If you are asked to find the variance of some data you should assume that your data is a sample from a population, unless specifically told otherwise
so the var() function is okay to use unless you are specifically told otherwise

# if the toy data represents how many hours I slept each night of a week, and I want to know how spread out my overall sleep is then I should use
var(toy_data)

## [1] 3.47619

# My sleep is 3.476 hours squared away from the mean on average?

Standard Deviation

the units of variance are bad
we don’t want all of our units to be squared.
So, the square root of variance is standard deviation

\[\text{standard deviation} = \sqrt{\text{variance}} = \sqrt{\sigma^2} = \sigma = \sqrt{\displaystyle \frac{\sum_{i=1}^n (\mu-x_i)^2}{N}}\]

The same story goes for standard deviation, this is for a population.
For a sample

standard deviation in a Sample

\[\text{standard deviation} = \sqrt{\text{variance}} = \sqrt{s^2} = s = \sqrt{\displaystyle \frac{\sum_{i=1}^n (\bar{x}-x_i)^2}{n-1}}\]

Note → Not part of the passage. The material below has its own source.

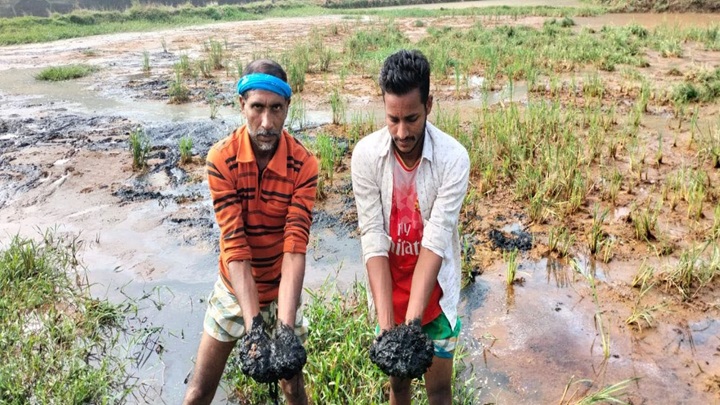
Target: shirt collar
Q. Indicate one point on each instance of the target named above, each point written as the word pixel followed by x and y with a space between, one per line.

sample standard deviation is what R computes

sd(toy_data)

## [1] 1.864454

# my sleep has a standard deviation of 1.86 hours from the mean

68-95-99

a good rule of thumb is that 68% of all data is one standard deviation from the mean

# 68% of the time my sleep is 
mean(toy_data) - sd(toy_data)

## [1] 5.278403

mean(toy_data) + sd(toy_data)

## [1] 9.007312

# between 5.28 and 9 hours

# 95% of the time my sleep is between 
mean(toy_data) - 2*sd(toy_data)

## [1] 3.413948

mean(toy_data) + 2*sd(toy_data)

## [1] 10.87177

# 3.4 and 10.87 hours

# 99% of the time, my sleep is between 
mean(toy_data) - 3*sd(toy_data)

## [1] 1.549494

mean(toy_data) + 3*sd(toy_data)

## [1] 12.73622

# 1.55 and 12.74 hours

these guidelines work best if your data is symmetric (bell-shaped)
the more skew, the less good this estimation is.